BIML, which stands for Business Intelligence Markup Language, gives us the capability of incorporating these key software development factors into our development of ETL solutions in a SQL Server Integration Services environment.
BIML is a dialect of XML, developed by Varigence. There is an open-source implementation of BIML in BIDS Helper which is a free ad-on for Visual Studio. This means that if you use the open-source implementation, you can use BIML to automate your ETL solution development at no additional cost.
What is Biml?
Biml is a declarative language that specifies BI assets and metadata. It generates compiled code that is used in the Microsoft BI tool set. So, BIML allows you to describe SSIS, SSAS and Database Objects in human readable XML. The compilation of BIML code results in standard SSIS packages that can be targeted to SQL Server 2005 thru 2014.
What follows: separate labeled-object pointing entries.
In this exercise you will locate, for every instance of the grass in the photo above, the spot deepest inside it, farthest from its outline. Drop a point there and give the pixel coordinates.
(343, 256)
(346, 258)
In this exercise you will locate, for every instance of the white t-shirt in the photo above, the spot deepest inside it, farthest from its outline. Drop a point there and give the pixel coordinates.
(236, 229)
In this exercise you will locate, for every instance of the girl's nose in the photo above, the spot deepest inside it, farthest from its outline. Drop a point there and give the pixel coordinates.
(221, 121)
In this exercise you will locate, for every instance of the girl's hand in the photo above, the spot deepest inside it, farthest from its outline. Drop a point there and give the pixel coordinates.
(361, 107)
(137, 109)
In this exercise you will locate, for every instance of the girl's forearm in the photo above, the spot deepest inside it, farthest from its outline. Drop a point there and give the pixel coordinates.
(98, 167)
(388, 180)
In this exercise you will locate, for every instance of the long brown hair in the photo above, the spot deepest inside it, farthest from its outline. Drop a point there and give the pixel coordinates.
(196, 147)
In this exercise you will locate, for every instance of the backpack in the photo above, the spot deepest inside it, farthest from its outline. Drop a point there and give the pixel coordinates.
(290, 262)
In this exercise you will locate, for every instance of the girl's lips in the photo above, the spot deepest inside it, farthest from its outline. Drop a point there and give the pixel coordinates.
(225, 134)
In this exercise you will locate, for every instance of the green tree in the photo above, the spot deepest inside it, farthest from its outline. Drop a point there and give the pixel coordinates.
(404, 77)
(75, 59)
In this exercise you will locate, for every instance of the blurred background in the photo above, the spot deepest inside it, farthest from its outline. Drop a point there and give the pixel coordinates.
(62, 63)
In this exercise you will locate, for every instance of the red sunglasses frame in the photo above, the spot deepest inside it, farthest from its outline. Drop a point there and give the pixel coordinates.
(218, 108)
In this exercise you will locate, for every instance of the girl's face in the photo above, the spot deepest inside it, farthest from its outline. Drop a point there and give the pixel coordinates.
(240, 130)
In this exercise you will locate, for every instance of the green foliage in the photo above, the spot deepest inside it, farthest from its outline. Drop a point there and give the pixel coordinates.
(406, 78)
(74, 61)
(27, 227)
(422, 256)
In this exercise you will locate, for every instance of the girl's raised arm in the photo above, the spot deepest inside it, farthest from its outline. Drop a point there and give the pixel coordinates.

Biml allows us to take advantage of code reuse, refactoring, naming standards enforcement, and source control.
What is BimlScript?
BimlScript is an extension to the Biml language where C# and VB.NET code nuggets are embedded directly within Biml. This allows you to turn tedious, repetitive work into reusable scripts. It supports the automation of package generation and creation of reusable patterns for common BI tasks.
BimlScript allows us to take advantage of refactoring and automation. Together Biml and BimlScript resolve the missing software development factors when developing SSIS ETL solutions.
Scenario
Let’s look at a typical data warehouse development scenario and see how Biml and BimlScript can help.
You are given the task of building a new data warehouse, the source data resides in 100 tables on the system of record, and each table design is unique. Without Biml and BimlScript you would be faced with manually creating 100 packages, a very tedious, error prone and time consuming prospect. If you estimate that on average creating and testing an SSIS package that uses the incremental load design pattern takes 2 hours, then you are looking at 200 hours of work.
Using Biml you can create a template that will generate an Incremental Load SSIS package. This will speed things up considerably by encapsulating in the template all the naming standards, data base object creation (i.e. tables, indexes, stored procedures, etc.), ETL work flow and data flow.
For example, let’s say that your data warehouse architectural standards state that each source record must contain a source name, and extract date when it is copied to the data warehouse. Your Biml template for the Incremental Load pattern, can enforce this rule by creating the target table with all of the source table columns plus source_name and extract_date columns with default values.
So far, we have saved a lot of work and ensured a high degree of quality when creating an ETL package for a single table. However, the real savings comes when we use BimlScript to point to a database, interrogate each table in the database and then execute the Biml Incremental Load pattern for each of those tables. This would reduce the 200 hours of work down to just minutes. And because the packages are generated from the same template, the quality of the code increases while the development time decreases.
Conclusion
The idea here is to develop a library of templates for all types of load patterns and have the templates implement a framework for capturing meta data about the load. Using Biml and BimlScript in this manner could significantly reduce complexity, errors and development time, while at the same time improving the quality of ETL solutions.